Audrey-Ann Bélanger veut tenir tête au système
« Laissez-nous tranquilles et coupez plus haut »
Audrey-Ann Bélanger, une jeune femme de Rimouski atteinte de l’ataxie de Friedreich, une maladie neurodégénérative, a un message clair aux gestionnaires du Centre intégré de santé et de services sociaux (CISSS) du Bas-Saint-Laurent pour ceux qui coupent dans les soins de première ligne : « Laissez-nous tranquilles et coupez plus haut. »
C’est d’ailleurs ce qu’exprime sa lettre ouverte publiée dans nos pages, la semaine dernière, adressée à de nombreux destinataires tels que le ministre de la Santé, Christian Dubé et la ministre responsable des Aînés et ministre déléguée à la Santé, Sonia Bélanger.
Dans sa lettre, Audrey-Ann mentionne que pour le renouvellement de son plan de service, prévu le mois prochain, son état de santé devra être réévalué lors de l’évaluation de maintien à domicile.

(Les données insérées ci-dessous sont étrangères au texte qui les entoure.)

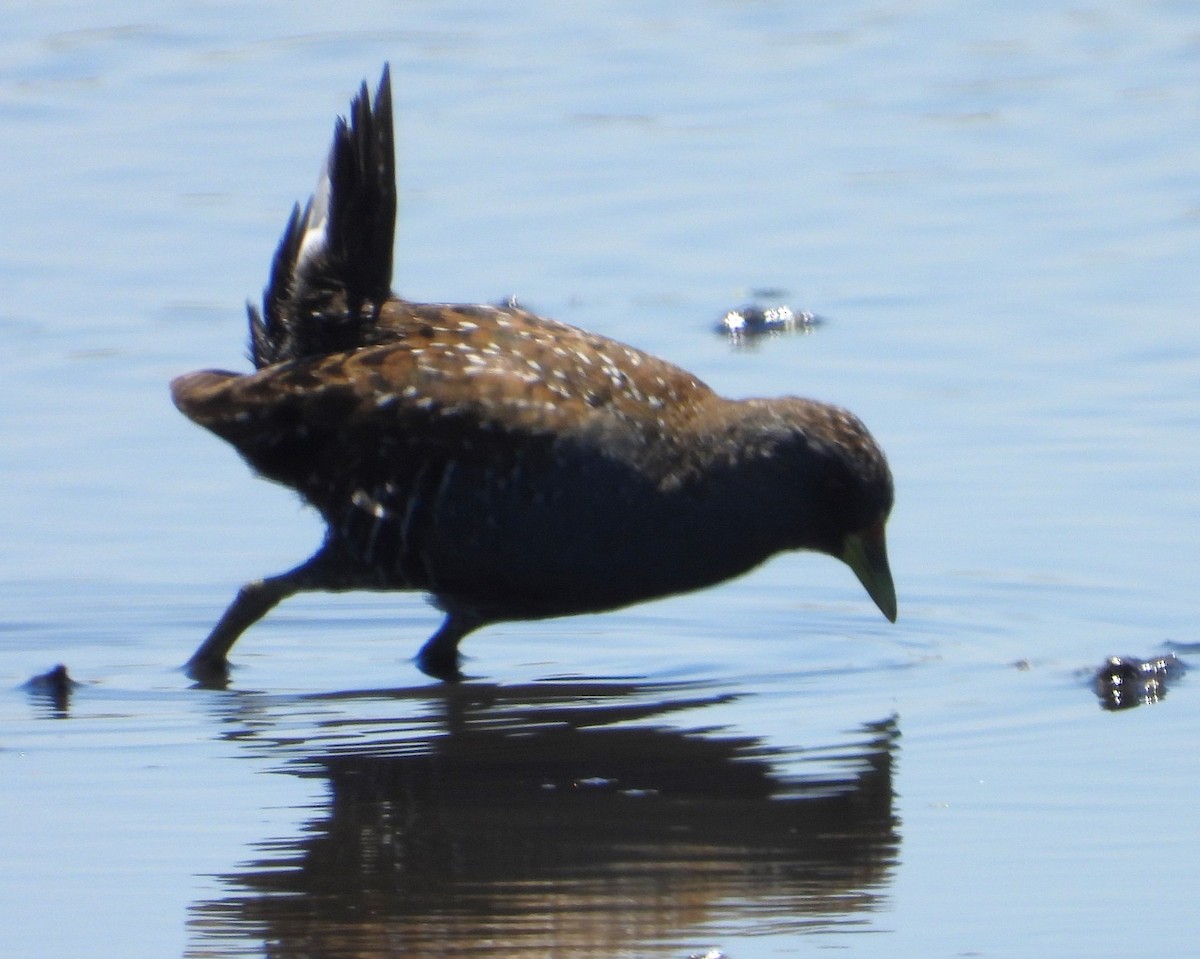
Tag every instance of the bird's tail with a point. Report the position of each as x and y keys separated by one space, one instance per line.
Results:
x=333 y=269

« Ils voient alors si ton état a changé : s’il s’est amélioré ou s’il a empiré. De mon côté, ma santé se dégrade et je demande seulement à conserver mon nombre d’heures. Je ne veux pas en gagner, mais je ne veux surtout pas en perdre. »
Qui prend la décision finale de diminuer ou non ses heures?
« Des gestionnaires, des directeurs, l’administration. Ces gens n’ont aucune idée de la réalité des personnes handicapées en perte d’autonomie. Ils ne savent même pas ce que les mots ataxie de Friedreich signifient », déplore Audrey-Ann.
Le directeur général de la Confédération des organismes de personnes handicapées du Québec (COPHAN), Paul Lupien, abonde dans le même sens.
« Pour les soins à domicile, vous avez, par exemple, l’ergothérapeute ou la travailleuse sociale qui va faire l’évaluation de la personne et qui va ensuite cocher le nombre d’heures auxquelles la personne a droit. Admettons qu’elle dit : la personne a droit à 40 h. Cela passe ensuite par le comité du CLSC, qui, lui, va dire non. On lui en accorde seulement 20. C’est donc ce comité, qui décide – sans même avoir vu la personne – combien d’heures elle pourra avoir. »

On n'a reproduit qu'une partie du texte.